Friday, May 28, 2010

Apparently I should do a head count each time I get in the car...

Sometimes it is easy to forget things when you are a busy mom of 3.

Like you could forget about your 5th graders DARE graduation...your kids piano lessons...boy scouts...etc.

You could also forget to take your child home with you when you leave the gym.

You could take a shower at home, get dressed, and then - 45 minutes later - you could frantically drive back to the gym barefooted with a towel on your head to retrieve said child.

Now if your past is marred by such an event it is probably not a good idea to use the 'I am leaving now' tactic when trying to hurry a child when it is time to go home from the park.

You know when you say "Well - goodbye, I am leaving now" to an offspring who won't get off the swings? Your plan is not to actually leave the child but to make them THINK that they will be left behind if they don't hurry.

To terrify a child with the threat of abandonment is a perfectly acceptable form of eliciting cooperation - IF - you have not actually left that child somewhere in the first place.

Because if you did leave your child at the gym day care, and his six year old eyes watched you from the window as you climbed into your car and drove away it could cause a significant amount of emotional trauma.

Perhaps the traumatic effects of being abandoned will not manifest themselves at first. Then, several weeks later when you are trying to leave the park and you utter the ill-fated phrase: "Well - goodbye, I am leaving now" you will know the extreme extent of emotional damage that you created in the psyche of the small boy.

Upon hearing your declaration of abandonment and seeing you retreat towards the family car the boy will probably utter a shrill scream and then slump to the ground sobbing.

When you roll your eyes, turn back to physically retrieve him and explain that you would never really leave him anywhere he will look at you with hurt, tear filled eyes and say:

"Maybe I would believe you if you didn't already leave me at the gym. (Sniff-sob). At least at the gym a grown-up was watching me. Nobody will take care of me when you leave me at the park."

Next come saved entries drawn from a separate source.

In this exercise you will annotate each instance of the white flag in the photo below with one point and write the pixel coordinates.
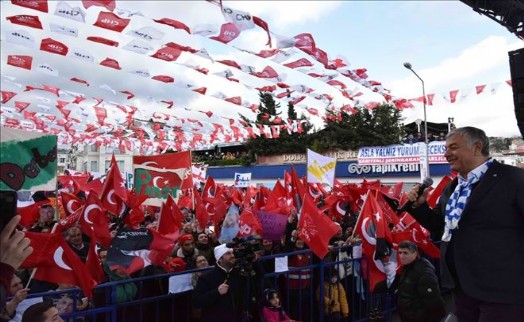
(205, 30)
(147, 33)
(283, 55)
(63, 9)
(141, 72)
(138, 46)
(241, 19)
(64, 30)
(47, 69)
(320, 169)
(20, 37)
(242, 180)
(81, 54)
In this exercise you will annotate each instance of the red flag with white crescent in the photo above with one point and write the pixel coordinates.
(109, 20)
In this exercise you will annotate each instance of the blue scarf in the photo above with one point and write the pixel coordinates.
(458, 200)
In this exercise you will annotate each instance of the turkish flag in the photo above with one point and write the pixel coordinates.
(104, 41)
(372, 228)
(173, 23)
(20, 61)
(21, 106)
(302, 62)
(93, 263)
(170, 219)
(53, 46)
(40, 5)
(30, 213)
(167, 54)
(316, 229)
(78, 80)
(7, 96)
(56, 262)
(164, 78)
(267, 72)
(228, 32)
(201, 213)
(108, 4)
(201, 90)
(248, 224)
(70, 202)
(435, 194)
(133, 249)
(111, 63)
(114, 186)
(109, 20)
(26, 20)
(94, 219)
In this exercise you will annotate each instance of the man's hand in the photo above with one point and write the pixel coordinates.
(412, 195)
(20, 295)
(223, 288)
(14, 248)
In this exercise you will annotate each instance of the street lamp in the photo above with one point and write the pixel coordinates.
(426, 161)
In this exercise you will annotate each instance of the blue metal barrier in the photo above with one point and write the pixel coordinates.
(153, 301)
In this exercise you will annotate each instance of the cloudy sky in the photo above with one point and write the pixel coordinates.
(449, 45)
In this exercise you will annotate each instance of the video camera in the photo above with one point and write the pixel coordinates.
(244, 250)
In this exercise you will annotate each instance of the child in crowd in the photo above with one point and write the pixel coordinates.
(272, 311)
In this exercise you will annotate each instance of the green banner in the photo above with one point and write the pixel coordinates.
(27, 160)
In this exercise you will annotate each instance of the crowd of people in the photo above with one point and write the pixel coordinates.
(485, 274)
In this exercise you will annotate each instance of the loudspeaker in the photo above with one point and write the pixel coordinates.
(516, 65)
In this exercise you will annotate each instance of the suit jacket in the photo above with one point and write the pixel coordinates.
(487, 249)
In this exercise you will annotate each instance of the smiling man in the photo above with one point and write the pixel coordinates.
(418, 290)
(480, 217)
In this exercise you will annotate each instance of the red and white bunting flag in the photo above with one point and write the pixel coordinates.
(63, 9)
(167, 54)
(108, 4)
(40, 5)
(111, 63)
(147, 33)
(26, 20)
(7, 96)
(241, 19)
(316, 229)
(47, 69)
(82, 54)
(20, 37)
(138, 46)
(228, 32)
(109, 20)
(103, 40)
(173, 23)
(21, 61)
(64, 30)
(53, 46)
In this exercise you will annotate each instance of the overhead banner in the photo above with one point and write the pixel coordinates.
(242, 180)
(158, 176)
(402, 154)
(320, 169)
(27, 160)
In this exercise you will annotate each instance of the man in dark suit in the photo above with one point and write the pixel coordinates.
(480, 217)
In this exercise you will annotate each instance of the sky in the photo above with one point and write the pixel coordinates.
(449, 45)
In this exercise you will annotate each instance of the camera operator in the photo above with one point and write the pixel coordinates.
(225, 293)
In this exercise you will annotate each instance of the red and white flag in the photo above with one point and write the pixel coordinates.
(316, 229)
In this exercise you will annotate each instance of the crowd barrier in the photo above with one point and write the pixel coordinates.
(167, 297)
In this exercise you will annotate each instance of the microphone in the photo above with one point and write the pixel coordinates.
(426, 183)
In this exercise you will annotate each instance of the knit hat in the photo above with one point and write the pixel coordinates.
(220, 250)
(177, 264)
(185, 238)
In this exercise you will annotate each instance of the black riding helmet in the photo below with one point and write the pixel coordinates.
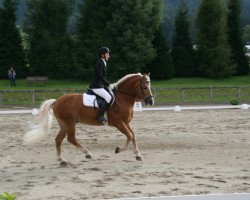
(103, 50)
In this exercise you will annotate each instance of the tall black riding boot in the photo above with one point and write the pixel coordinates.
(103, 108)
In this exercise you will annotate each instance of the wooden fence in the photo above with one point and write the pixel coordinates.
(33, 98)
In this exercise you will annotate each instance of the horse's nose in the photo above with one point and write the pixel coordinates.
(149, 100)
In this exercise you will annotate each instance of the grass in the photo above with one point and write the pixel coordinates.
(177, 90)
(176, 82)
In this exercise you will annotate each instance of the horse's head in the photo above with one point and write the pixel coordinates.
(146, 93)
(137, 86)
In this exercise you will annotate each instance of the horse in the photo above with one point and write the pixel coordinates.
(69, 110)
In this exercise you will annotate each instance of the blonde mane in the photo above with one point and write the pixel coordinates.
(123, 79)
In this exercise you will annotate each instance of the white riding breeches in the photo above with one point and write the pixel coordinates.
(103, 93)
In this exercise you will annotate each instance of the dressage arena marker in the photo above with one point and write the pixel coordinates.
(242, 196)
(138, 107)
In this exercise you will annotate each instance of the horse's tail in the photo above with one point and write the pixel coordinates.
(41, 130)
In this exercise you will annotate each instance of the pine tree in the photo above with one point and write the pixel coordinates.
(161, 67)
(92, 33)
(11, 49)
(182, 50)
(51, 48)
(214, 51)
(234, 37)
(131, 31)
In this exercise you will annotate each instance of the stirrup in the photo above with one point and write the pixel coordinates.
(102, 119)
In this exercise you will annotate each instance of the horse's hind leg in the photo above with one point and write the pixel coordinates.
(123, 128)
(136, 150)
(61, 135)
(71, 138)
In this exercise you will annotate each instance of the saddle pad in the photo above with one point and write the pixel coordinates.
(89, 100)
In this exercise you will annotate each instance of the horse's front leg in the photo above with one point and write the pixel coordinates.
(136, 150)
(122, 127)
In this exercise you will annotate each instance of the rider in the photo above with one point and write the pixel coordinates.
(100, 83)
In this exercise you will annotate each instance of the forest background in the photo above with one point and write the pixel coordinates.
(60, 38)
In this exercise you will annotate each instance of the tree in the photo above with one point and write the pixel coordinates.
(131, 31)
(234, 37)
(92, 33)
(214, 51)
(161, 67)
(51, 49)
(11, 49)
(246, 34)
(182, 50)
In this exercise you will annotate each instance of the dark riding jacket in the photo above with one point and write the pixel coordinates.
(100, 75)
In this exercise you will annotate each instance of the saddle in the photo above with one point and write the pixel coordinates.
(90, 99)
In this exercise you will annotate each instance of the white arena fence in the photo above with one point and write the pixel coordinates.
(207, 95)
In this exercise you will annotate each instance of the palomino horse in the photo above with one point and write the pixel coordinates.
(69, 110)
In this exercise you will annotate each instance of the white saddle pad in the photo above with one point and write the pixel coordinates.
(90, 100)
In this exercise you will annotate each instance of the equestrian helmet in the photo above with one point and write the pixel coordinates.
(103, 50)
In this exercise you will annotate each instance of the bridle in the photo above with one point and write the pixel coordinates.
(142, 87)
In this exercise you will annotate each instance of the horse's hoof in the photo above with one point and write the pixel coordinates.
(88, 156)
(117, 150)
(138, 158)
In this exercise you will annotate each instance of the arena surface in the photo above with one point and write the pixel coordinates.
(184, 153)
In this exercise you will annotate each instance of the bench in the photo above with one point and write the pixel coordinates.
(37, 79)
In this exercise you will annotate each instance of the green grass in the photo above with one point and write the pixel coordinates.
(165, 91)
(176, 82)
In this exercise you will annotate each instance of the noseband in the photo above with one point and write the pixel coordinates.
(142, 87)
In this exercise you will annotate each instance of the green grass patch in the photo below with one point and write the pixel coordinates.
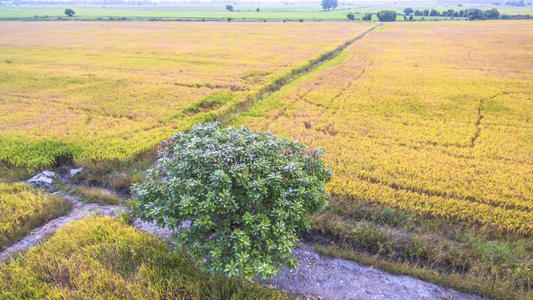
(104, 258)
(35, 155)
(23, 209)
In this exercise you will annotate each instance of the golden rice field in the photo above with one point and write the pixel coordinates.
(397, 116)
(107, 91)
(428, 128)
(24, 209)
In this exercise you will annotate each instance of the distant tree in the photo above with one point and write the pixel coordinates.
(387, 16)
(69, 12)
(329, 4)
(434, 13)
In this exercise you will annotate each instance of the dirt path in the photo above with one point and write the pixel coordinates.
(333, 278)
(317, 276)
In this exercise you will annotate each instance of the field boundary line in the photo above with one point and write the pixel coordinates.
(277, 84)
(480, 116)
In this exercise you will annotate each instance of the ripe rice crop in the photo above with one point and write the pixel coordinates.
(428, 129)
(105, 91)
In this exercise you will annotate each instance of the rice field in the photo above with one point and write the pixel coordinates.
(428, 127)
(98, 91)
(24, 209)
(423, 122)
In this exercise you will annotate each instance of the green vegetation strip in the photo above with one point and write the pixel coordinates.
(24, 209)
(103, 258)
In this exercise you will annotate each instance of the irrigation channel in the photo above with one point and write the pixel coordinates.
(317, 276)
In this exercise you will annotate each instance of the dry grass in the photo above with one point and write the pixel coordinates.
(94, 91)
(103, 258)
(432, 121)
(98, 195)
(23, 209)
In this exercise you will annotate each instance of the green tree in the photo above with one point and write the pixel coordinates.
(69, 12)
(387, 16)
(245, 195)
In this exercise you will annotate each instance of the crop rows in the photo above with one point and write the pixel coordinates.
(24, 209)
(97, 92)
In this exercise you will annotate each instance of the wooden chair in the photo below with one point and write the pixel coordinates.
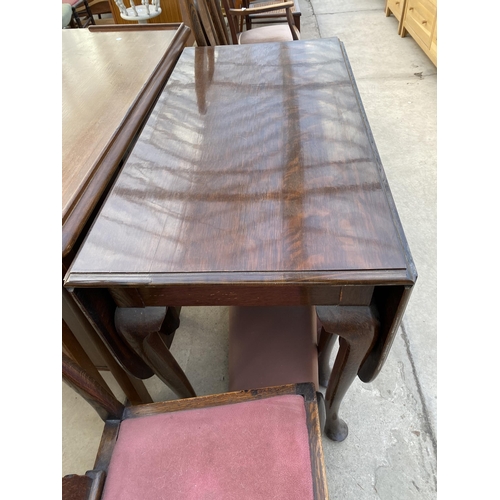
(271, 17)
(248, 444)
(206, 20)
(140, 13)
(81, 14)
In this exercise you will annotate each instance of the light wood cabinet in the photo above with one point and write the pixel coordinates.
(419, 19)
(396, 8)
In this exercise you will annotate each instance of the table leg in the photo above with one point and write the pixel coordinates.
(144, 330)
(78, 325)
(357, 327)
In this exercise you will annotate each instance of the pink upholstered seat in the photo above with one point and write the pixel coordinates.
(251, 450)
(272, 346)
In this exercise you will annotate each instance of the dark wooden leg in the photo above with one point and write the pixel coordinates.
(357, 327)
(143, 329)
(73, 348)
(325, 346)
(133, 387)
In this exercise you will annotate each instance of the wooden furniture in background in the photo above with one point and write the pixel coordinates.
(110, 84)
(170, 13)
(271, 17)
(274, 195)
(208, 23)
(419, 19)
(140, 13)
(248, 444)
(396, 8)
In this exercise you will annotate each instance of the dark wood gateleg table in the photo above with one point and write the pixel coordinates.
(112, 76)
(256, 181)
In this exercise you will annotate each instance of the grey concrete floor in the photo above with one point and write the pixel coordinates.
(391, 449)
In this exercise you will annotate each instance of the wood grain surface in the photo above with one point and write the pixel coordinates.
(109, 82)
(257, 160)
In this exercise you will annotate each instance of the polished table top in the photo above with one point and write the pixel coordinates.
(255, 181)
(256, 165)
(106, 77)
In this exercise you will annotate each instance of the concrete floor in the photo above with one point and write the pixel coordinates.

And then on the drive home you will have to guiltily address tear-full issues such as:

"I don't think Mom's are supposed to leave kids places"...
"I don't think Drew's Mom ever left him anywhere"...
"I don't think Matthew's Mom ever left him anywhere"...
"I don't think Ben's Mom ever left him anywhere"...
"I don't think Jack's Mom ever left him anywhere"...

And so on...

So - in order to raise kids who will believe that 'Mom-Will-Always-Be-There-For-Me' you really should try your best not to leave them at the gym.

Yeah.

Wednesday, May 5, 2010

Apparently I have a Red Thumb

I have the opposite of a green thumb. Based the opposites of the color wheel this means that I have a red thumb - and it is red with the blood of every potted thing that I have killed. Plants need only to absorb my exhaled carbon dioxide and shortly thereafter they wither and die.

This is a well known fact among the members of my family which is why Mr.Z walked in the door holding a cup with a bean sprout which he had cultivated in Kindergarten and said: "Do you want me to just throw this away now? Or should we wait for it to die?"

He decided to keep it. It did not survive.

I can now add a bean sprout to my growing list of victims.